Tahvil pazarındaki depremin acı sonuçları

Azrail’le randevu yaklaştı galiba. Çünkü, eskiden omuzumdan hiç ayrılmayan İlham Perileri toz oldu, yerlerini Muzur Şeytanlar aldı. Eskiden, her gece bir İlham Perisi uykuma girer, “Yaz beni yaz beni, yaz beni!” diye beni klavye başına oturuncaya kadar beynimi yeri. Şimdi? Şimdi, birkaç tane uyuz Şeytancık kafama giriyor, ama “Yaz beni” diye değil, tekme-tokat birbirlerini dövmek için. Göya insan yaşlandıkça daha sabit fikirli olurmuş? Ben insan değilim herhalde, çünkü her geçen gün bildiklerime inancımı yitiriyorum. İşe bu yüzden artık daha az makale yazıyorum. Kafamdaki şüphe bulutu yazmamı engelliyor.
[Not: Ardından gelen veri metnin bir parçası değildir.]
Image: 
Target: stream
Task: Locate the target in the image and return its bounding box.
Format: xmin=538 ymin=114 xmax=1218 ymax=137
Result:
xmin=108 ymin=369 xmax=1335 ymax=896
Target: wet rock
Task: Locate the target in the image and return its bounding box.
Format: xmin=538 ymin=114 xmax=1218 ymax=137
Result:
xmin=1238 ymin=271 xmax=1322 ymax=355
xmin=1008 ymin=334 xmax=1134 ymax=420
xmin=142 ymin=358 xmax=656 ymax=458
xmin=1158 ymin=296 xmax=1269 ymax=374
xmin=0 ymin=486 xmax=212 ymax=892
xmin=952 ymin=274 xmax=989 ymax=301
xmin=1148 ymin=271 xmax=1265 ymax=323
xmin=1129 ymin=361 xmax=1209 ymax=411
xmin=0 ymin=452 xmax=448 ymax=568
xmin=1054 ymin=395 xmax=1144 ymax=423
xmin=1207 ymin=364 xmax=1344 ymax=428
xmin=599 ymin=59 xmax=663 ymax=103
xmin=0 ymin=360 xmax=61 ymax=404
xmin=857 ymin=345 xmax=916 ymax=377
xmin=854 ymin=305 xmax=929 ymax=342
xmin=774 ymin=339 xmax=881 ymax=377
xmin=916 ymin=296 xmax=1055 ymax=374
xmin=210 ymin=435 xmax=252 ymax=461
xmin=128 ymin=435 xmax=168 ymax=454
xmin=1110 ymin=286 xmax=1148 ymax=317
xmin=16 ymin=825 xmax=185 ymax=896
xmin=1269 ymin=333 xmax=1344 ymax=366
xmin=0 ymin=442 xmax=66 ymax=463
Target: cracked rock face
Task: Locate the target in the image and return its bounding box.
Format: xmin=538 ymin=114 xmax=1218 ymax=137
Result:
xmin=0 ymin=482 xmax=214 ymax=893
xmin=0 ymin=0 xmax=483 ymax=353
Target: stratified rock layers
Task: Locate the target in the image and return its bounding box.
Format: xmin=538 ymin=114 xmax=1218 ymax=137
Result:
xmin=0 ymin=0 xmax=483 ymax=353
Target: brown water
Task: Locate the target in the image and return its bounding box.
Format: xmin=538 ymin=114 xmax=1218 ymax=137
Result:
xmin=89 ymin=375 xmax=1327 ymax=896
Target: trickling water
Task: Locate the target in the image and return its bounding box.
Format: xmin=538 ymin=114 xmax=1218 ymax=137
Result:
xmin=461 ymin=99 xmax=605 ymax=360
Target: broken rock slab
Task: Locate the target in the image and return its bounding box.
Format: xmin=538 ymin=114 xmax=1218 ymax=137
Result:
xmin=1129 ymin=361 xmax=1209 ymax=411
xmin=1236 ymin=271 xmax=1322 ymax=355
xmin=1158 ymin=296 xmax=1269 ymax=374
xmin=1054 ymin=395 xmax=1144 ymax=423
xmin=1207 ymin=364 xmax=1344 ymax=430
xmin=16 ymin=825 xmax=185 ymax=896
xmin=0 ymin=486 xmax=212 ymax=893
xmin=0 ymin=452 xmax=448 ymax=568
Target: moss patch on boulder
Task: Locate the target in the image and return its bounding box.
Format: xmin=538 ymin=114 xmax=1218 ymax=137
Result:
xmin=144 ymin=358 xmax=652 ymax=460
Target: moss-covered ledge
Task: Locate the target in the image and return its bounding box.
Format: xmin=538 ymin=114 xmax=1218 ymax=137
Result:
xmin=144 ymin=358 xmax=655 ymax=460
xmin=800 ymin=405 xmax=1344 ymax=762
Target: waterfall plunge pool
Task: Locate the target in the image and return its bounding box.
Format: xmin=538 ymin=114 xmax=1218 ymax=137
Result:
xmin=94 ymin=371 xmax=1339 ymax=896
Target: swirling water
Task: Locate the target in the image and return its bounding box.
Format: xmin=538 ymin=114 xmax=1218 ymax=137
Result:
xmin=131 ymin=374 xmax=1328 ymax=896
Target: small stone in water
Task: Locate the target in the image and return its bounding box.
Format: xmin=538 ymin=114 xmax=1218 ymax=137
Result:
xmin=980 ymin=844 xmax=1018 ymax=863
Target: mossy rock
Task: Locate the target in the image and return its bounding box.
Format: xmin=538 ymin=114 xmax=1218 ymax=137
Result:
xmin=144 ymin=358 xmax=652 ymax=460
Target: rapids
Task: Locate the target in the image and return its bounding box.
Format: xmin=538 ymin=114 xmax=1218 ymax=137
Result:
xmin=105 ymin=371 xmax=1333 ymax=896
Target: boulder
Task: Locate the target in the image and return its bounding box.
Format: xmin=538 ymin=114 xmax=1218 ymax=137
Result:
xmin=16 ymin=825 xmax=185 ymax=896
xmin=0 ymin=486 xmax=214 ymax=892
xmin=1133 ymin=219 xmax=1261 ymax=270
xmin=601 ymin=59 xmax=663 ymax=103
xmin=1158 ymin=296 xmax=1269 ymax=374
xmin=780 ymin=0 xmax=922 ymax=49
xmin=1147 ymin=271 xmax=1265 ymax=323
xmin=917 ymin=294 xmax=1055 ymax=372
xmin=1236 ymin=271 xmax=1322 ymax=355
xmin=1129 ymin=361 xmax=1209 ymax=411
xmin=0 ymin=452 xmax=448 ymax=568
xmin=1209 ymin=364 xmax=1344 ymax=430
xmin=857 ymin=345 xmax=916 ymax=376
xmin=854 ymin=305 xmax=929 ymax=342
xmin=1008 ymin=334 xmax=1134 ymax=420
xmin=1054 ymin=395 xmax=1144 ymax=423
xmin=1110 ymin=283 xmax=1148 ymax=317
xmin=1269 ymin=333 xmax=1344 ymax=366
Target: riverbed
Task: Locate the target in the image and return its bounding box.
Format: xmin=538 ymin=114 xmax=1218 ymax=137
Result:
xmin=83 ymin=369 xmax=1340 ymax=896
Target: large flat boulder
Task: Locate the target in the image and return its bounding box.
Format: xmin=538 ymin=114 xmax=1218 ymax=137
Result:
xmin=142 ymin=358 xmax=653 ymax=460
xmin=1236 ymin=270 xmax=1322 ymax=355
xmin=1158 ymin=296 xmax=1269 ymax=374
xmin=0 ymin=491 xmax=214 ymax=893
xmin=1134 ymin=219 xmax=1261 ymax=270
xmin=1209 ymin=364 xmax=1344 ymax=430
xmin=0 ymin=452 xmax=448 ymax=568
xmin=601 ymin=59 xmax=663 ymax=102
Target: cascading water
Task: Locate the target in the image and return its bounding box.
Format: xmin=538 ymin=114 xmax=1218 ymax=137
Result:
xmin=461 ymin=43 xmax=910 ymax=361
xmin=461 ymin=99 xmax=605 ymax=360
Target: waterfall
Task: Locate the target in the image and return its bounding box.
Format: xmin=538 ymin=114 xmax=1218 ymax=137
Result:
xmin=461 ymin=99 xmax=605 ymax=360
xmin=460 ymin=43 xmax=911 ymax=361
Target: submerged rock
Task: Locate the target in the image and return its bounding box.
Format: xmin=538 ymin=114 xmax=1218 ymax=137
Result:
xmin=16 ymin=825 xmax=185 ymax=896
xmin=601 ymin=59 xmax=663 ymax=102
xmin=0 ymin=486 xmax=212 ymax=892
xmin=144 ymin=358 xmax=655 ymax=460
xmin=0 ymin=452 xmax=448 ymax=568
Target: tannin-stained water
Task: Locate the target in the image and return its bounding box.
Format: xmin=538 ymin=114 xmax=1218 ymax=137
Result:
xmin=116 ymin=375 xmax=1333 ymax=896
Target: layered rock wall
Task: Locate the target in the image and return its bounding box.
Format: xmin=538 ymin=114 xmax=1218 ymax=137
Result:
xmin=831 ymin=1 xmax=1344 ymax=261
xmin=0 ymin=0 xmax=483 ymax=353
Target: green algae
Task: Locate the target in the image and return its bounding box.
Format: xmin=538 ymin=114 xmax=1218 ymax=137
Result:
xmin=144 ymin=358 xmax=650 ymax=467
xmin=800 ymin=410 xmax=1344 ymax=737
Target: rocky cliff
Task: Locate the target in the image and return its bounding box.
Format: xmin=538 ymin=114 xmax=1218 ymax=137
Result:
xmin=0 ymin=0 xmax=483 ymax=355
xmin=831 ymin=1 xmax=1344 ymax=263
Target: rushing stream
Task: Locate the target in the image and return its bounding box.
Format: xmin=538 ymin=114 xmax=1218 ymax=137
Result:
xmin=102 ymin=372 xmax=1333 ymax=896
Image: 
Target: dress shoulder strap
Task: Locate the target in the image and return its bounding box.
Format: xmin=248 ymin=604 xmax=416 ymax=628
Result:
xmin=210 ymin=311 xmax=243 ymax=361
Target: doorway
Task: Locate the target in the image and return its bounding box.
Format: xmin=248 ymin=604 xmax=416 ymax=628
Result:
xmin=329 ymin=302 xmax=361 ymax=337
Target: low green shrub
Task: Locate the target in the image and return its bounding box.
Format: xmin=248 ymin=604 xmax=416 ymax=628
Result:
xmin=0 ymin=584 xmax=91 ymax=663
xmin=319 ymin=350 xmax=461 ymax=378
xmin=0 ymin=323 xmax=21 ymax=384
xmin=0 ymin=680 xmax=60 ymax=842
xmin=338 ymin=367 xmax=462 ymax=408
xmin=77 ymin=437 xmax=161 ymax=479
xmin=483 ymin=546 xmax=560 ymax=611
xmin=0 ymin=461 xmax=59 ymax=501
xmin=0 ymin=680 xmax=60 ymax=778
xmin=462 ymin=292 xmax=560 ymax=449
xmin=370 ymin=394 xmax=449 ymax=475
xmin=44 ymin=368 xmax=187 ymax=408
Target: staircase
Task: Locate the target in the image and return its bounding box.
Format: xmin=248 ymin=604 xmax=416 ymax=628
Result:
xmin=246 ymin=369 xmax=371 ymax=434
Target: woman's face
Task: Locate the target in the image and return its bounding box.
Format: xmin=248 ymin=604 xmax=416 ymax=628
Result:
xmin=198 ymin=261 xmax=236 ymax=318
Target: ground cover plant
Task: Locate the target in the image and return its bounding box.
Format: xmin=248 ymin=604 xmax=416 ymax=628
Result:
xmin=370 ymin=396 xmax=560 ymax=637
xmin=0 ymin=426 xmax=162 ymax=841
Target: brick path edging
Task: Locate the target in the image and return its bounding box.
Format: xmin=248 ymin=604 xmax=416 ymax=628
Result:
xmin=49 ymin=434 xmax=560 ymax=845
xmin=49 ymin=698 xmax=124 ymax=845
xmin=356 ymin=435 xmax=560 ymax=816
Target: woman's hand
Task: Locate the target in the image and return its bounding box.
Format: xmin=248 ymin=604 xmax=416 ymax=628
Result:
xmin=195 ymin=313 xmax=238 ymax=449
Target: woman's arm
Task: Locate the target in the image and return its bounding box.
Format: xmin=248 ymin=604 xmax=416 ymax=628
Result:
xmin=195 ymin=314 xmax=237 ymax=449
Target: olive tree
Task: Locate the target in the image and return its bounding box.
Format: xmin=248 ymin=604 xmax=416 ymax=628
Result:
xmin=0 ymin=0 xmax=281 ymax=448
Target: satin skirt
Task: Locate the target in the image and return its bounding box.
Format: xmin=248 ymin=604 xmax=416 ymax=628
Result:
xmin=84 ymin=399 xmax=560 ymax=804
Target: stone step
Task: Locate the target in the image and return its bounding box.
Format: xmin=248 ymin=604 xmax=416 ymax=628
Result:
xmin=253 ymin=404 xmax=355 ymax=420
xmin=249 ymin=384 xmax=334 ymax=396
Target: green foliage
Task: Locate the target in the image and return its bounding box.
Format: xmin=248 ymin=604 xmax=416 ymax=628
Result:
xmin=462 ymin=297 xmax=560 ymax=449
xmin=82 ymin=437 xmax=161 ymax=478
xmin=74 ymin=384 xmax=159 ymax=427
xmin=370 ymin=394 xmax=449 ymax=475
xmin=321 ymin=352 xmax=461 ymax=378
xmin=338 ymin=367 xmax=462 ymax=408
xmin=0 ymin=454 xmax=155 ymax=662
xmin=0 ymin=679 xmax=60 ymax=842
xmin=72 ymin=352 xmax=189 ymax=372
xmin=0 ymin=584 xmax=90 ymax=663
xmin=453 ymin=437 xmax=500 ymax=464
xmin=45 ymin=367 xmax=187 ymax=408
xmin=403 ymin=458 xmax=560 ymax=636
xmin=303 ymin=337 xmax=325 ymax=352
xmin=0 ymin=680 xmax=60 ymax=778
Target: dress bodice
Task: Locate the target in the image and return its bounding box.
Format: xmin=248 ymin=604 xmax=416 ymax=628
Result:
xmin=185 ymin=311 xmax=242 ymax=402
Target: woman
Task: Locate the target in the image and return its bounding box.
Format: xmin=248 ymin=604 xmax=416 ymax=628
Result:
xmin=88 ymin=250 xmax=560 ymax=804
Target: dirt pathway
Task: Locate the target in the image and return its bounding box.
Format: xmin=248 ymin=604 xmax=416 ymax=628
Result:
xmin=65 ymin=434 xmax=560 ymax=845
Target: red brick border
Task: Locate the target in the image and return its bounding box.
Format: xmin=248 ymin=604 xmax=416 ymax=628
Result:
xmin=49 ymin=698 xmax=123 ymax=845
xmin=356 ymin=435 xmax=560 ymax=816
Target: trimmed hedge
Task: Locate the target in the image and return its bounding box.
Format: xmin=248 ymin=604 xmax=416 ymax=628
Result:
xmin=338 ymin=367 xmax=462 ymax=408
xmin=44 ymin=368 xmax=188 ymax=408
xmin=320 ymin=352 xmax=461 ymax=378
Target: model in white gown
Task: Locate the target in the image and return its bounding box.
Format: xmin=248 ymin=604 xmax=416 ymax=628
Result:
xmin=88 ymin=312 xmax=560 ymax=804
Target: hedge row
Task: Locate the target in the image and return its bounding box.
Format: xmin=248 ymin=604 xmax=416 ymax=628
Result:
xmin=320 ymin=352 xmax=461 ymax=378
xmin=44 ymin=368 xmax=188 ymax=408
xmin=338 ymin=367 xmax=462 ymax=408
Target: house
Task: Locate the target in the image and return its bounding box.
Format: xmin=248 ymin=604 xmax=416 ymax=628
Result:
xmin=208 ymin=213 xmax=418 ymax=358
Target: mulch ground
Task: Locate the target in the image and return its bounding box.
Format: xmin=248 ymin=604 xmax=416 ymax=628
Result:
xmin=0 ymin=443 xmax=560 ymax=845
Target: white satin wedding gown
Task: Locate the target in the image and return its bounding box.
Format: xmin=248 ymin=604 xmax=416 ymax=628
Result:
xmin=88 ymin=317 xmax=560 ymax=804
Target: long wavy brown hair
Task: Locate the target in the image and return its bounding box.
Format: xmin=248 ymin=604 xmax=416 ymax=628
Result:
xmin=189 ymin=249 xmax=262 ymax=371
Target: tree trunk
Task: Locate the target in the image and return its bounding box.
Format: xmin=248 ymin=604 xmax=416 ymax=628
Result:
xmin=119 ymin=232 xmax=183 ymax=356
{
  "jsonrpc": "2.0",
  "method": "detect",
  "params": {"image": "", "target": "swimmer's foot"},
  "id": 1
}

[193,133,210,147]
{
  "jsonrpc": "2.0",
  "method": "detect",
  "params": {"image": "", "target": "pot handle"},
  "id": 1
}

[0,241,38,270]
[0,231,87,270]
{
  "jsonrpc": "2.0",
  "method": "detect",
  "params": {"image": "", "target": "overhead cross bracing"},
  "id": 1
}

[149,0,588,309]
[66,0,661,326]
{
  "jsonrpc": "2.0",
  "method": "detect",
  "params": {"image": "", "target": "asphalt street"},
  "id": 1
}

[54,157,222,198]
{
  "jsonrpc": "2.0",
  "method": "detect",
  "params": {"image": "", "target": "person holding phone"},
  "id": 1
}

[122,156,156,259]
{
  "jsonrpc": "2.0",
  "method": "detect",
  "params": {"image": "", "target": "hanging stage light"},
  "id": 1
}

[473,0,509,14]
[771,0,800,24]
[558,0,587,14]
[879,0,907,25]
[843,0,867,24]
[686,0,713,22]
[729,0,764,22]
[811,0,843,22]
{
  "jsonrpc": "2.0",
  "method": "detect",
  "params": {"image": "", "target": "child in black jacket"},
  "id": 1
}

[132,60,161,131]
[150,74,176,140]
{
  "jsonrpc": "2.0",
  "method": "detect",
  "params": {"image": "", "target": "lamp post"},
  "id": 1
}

Bu güzel millet Altılı Masa’nın “an meselesi” olan dağılması, Soylu’nun “her an ilan edilecek istifası“ ile meşgulken, dünyada hakikaten her nesilde bir kez göreceğimiz olaylar cereyan ediyor. Ulan, Kuzey Akımı 1 ve 2 boru hatlarını kim sabote etti? Namussuz meretlere erişmek için nükleer denizaltı lazım. Ukrayna da olabilir, Çin de, ABD de, Rusya’da. Ama sonuç belli: Enerji artık Batı ve Doğu arasında cereyan eden IIci Soğuk Savaşın silahı oldu. Sadece bu konuda makale değil, kitap yazılır.

Hafta içinde İngiltere Merkez Bankası (BoE) hızla yükselen getirileri frenlemek için DİBS (gilt) pazarına müdahale ederken (alım yaparken), bir kaç saatliğine de olsa ABD 10 yıl vadeli devlet tahvilinin (DİBS) getirisi %4’ü aştı, sonra 25 baz puan kadar düştü.

Yazının devamı için TIKLAYINIZ!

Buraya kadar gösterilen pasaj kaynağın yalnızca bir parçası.